Guturu Parthasarathy, Dantu Ram
Department of Electrical Engineering, College ofEngineering, University of North Texas, Denton, TX 76203-1277, USA. e-mail:
IEEE Trans Syst Man Cybern B Cybern. 2008 Jun;38(3):645-66. doi: 10.1109/TSMCB.2008.915645.

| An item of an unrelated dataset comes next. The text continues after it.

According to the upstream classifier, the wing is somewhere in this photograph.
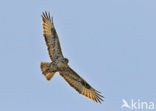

Many graph- and set-theoretic problems, because of their tremendous application potential and theoretical appeal, have been well investigated by the researchers in complexity theory and were found to be NP-hard. Since the combinatorial complexity of these problems does not permit exhaustive searches for optimal solutions, only near-optimal solutions can be explored using either various problem-specific heuristic strategies or metaheuristic global-optimization methods, such as simulated annealing, genetic algorithms, etc. In this paper, we propose a unified evolutionary algorithm (EA) to the problems of maximum clique finding, maximum independent set, minimum vertex cover, subgraph and double subgraph isomorphism, set packing, set partitioning, and set cover. In the proposed approach, we first map these problems onto the maximum clique-finding problem (MCP), which is later solved using an evolutionary strategy. The proposed impatient EA with probabilistic tabu search (IEA-PTS) for the MCP integrates the best features of earlier successful approaches with a number of new heuristics that we developed to yield a performance that advances the state of the art in EAs for the exploration of the maximum cliques in a graph. Results of experimentation with the 37 DIMACS benchmark graphs and comparative analyses with six state-of-the-art algorithms, including two from the smaller EA community and four from the larger metaheuristics community, indicate that the IEA-PTS outperforms the EAs with respect to a Pareto-lexicographic ranking criterion and offers competitive performance on some graph instances when individually compared to the other heuristic algorithms. It has also successfully set a new benchmark on one graph instance. On another benchmark suite called Benchmarks with Hidden Optimal Solutions, IEA-PTS ranks second, after a very recent algorithm called COVER, among its peers that have experimented with this suite.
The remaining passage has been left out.